La seconda volta invece era quando eravamo in tanti. È stata Srebrenica. L'incontro con Elvedin. La prima volta in cui ho visto la Drina, che unisce e separa. La volta del “ci vediamo alle cannelle”, delle notti fumose di narghilè nei locali del quartiere turco. La volta dell'incontro con il poeta Senadin Musabegović al Tito bar. La volta in cui stringendo la mano a Mario Boccia, in quella mattina pungente a Baščaršija, gli ho detto “ è stato un onore conoscerti” e lui mi ha tirato un buffetto sorridendomi e mi ha detto “ma quale onore”. Era la volta della voce calma e concentrata di Luca che ci comunicava la sua rabbia parlandoci di Srebrenica. Della serata di poesia italo-bosniaca organizzata dall'ambasciata italiana al teatro vicino la fiamma eterna.

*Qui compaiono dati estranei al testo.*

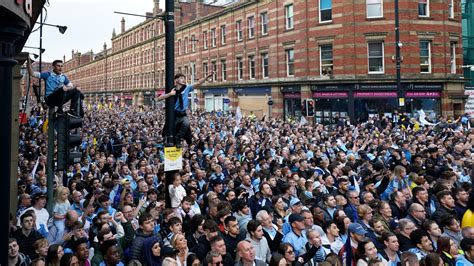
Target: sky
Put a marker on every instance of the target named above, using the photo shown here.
(89, 24)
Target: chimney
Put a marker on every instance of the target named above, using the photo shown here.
(156, 7)
(122, 25)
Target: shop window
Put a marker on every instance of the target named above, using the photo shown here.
(423, 8)
(375, 56)
(326, 60)
(289, 16)
(325, 10)
(374, 8)
(290, 62)
(425, 57)
(264, 22)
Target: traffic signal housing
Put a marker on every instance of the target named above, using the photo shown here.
(309, 107)
(68, 141)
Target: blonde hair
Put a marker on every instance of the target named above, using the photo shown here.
(60, 191)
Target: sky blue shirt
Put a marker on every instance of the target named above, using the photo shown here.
(297, 242)
(53, 81)
(184, 95)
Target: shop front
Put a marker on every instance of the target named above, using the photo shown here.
(215, 99)
(329, 106)
(254, 99)
(148, 98)
(292, 102)
(127, 99)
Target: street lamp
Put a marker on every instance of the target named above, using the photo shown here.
(61, 29)
(51, 120)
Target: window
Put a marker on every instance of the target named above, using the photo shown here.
(290, 63)
(264, 22)
(374, 8)
(205, 69)
(186, 45)
(193, 72)
(326, 60)
(375, 55)
(240, 69)
(251, 25)
(238, 29)
(214, 68)
(204, 39)
(193, 43)
(265, 65)
(451, 8)
(289, 17)
(213, 38)
(223, 70)
(425, 57)
(223, 34)
(325, 10)
(423, 8)
(252, 67)
(453, 57)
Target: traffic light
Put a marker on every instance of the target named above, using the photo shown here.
(67, 141)
(305, 108)
(309, 107)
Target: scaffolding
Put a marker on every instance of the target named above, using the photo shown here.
(467, 7)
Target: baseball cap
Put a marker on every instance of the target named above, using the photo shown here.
(295, 217)
(357, 229)
(294, 201)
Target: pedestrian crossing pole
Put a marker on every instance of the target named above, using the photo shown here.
(169, 84)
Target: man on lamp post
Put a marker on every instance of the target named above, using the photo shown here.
(181, 91)
(59, 90)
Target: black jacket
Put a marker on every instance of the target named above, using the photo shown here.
(26, 243)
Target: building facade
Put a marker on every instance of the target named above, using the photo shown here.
(339, 55)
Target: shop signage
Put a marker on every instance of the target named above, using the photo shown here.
(215, 91)
(292, 95)
(287, 89)
(330, 94)
(423, 94)
(375, 94)
(254, 90)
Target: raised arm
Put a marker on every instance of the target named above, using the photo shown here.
(202, 80)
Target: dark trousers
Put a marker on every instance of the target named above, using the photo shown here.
(182, 129)
(60, 97)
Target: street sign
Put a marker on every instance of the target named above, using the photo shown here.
(173, 159)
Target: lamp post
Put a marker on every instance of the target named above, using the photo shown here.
(398, 44)
(51, 120)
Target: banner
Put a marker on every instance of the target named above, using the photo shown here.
(173, 159)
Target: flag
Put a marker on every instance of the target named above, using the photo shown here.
(303, 121)
(238, 116)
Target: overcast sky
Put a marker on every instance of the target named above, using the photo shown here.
(90, 24)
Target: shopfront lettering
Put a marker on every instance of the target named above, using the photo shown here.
(330, 95)
(27, 5)
(375, 94)
(423, 94)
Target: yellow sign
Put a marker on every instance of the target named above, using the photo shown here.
(173, 159)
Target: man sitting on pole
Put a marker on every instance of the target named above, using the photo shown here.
(59, 90)
(181, 91)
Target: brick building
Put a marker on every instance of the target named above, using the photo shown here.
(337, 53)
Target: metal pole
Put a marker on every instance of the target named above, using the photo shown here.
(51, 123)
(397, 56)
(169, 84)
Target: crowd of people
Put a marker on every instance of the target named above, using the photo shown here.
(259, 192)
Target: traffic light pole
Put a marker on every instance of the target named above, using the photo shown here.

Di quell'indimenticabile corsa da sola attraverso il cimitero di notte perché era meglio che passare vicino a quei tipi loschi. Del freddo che sentivo la notte seduta sui gradini di Seblji con Lorenzo, Giacomo e quel suo amico turco. E la voglia di vedere la Miljacka.
Poi c'è stata la prima volta in cui ci sono andata in macchina, attraversando tutta l'Italia, la Slovenia e la Croazia. La volta del “dobardan” ogni volta che abbassavamo il finestrino alle innumerevoli frontiere per consegnare al funzionario la carta di identità. La volta dei bambini che tornavano da scuola sotto la pioggia; di quando Elvedin ha aperto lo sportello dell'autobus per aiutare i bambini più piccoli di lui a scendere; del freddo di dicembre, di quel lungo pomeriggio dentro l'orfanotrofio. Quella volta era quando, avvolta nel fumo delle sue sigarette, guardavo Irfanka con profonda ammirazione, e rispetto e voglia che mi insegnasse la vita, tutto.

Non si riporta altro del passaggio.